Done! The data types of the entries of the Risk Level column as well as the actual entries have been changed to make the data easier to understand.

* Fix Recall Date column data type - make the data type datetime objects

Looking at the dataframes showed us that the date format is uniform in each dataframe but varies greatly from one dataframe to another.

Let's take a look at all the different formats we have for the date in the dataframes right now. As the format is the same in all rows of any given dataframe we can just look at a single row to know the format through the whole rows.

In [32]:
date_format_dict = {}
for year, df in df_dict.items():
    date_format_dict[year] = df['Recall Date'].iloc[0]

In [33]:
date_format_dict

{2005: 'Jan 05 2005',
 2006: 'Jan 05 2006',
 2007: 'Jan 03 2007',
 2008: 'Jan 05 2008',
 2009: 'Jan 03 2009',
 2010: 'Jan 09 2010',
 2011: 'Jan 03 2011',
 2012: 'Jan 14 2012',
 2013: 'Jan 15 2013',
 2014: 'Jan 10 2014',
 2015: '1/2/2015',
 2016: '4-Jan-16',
 2017: 'Jan 5, 2017',
 2018: 'Jan 4, 2018'}

It seems we have 4 different types of format right now. The formatting for the years 2005-2014, then the format for 2015, the format for 2016 and then another format for 2017 and 2018.

For simplicity sake, we will keep the format of 2005-2014 it is the format in most dataframes.

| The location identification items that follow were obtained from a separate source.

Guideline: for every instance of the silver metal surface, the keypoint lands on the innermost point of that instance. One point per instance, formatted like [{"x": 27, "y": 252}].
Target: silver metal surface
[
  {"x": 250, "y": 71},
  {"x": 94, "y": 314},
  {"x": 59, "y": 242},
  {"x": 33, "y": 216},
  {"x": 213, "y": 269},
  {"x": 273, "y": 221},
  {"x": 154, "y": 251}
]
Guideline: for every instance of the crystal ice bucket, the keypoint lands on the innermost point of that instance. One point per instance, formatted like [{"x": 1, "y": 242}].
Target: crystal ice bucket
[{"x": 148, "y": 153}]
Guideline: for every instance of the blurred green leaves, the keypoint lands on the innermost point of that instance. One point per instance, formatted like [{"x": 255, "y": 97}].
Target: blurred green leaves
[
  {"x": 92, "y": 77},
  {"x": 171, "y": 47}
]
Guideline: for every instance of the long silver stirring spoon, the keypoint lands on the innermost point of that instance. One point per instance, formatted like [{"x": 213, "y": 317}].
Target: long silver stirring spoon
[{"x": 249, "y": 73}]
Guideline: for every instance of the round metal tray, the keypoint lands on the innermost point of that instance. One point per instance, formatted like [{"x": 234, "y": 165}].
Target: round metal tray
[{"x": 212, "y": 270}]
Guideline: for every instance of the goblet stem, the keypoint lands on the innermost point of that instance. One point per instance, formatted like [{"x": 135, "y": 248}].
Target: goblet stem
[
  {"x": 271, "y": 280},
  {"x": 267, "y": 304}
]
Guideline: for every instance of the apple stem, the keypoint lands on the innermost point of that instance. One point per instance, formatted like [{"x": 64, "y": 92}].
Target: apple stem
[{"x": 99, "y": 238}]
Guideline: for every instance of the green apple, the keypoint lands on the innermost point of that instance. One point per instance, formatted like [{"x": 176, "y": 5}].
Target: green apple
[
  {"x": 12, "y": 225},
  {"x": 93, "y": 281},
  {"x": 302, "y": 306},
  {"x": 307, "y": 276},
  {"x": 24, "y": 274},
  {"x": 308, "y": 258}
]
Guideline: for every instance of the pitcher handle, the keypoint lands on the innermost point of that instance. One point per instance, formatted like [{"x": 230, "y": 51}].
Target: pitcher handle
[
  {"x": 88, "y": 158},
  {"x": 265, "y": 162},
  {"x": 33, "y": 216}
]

We then have to fix the format for only 4 years.

In [34]:
pattern = r'[0-12]+/[0-31]+/\d{4}'
months_dict = {'1': 'Jan', '2': 'Feb', '3': 'Mar', '4': 'Apr', '5': 'May', '6': 'Jun', '7': 'Jul', '8': 'Aug', '9': 'Sep', '10': 'Oct', '11': 'Nov', '12': 'Dec'}
def fix_date_format(entry):
    if re.search(pattern, entry):
        month, day, year = entry.split('/')
        return months_dict[month] + ' ' + day + ' ' + year
    elif '-' in entry:
        day, month, year = entry.split('-')
        return month + ' ' + day + ' ' + year
    else:
        return entry.replace(',', '')

In [35]:
for year, df in df_dict.items():
    df['Recall Date'] = df['Recall Date'].apply(fix_date_format)

Checking the different format that we have for the date across the dataframes now shows the dict below.

In [38]:
date_format_dict = {}
for year, df in df_dict.items():
    date_format_dict[year] = df['Recall Date'].iloc[0]

In [39]:
date_format_dict

{2005: 'Jan 05 2005',
 2006: 'Jan 05 2006',
 2007: 'Jan 03 2007',
 2008: 'Jan 05 2008',
 2009: 'Jan 03 2009',
 2010: 'Jan 09 2010',
 2011: 'Jan 03 2011',
 2012: 'Jan 14 2012',
 2013: 'Jan 15 2013',
 2014: 'Jan 10 2014',
 2015: 'Jan 2 2015',
 2016: 'Jan 4 16',
 2017: 'Jan 5 2017',
 2018: 'Jan 4 2018'}

Now that we have a uniform format for the date across all dataframes we can move to changin those entries to datetime objects.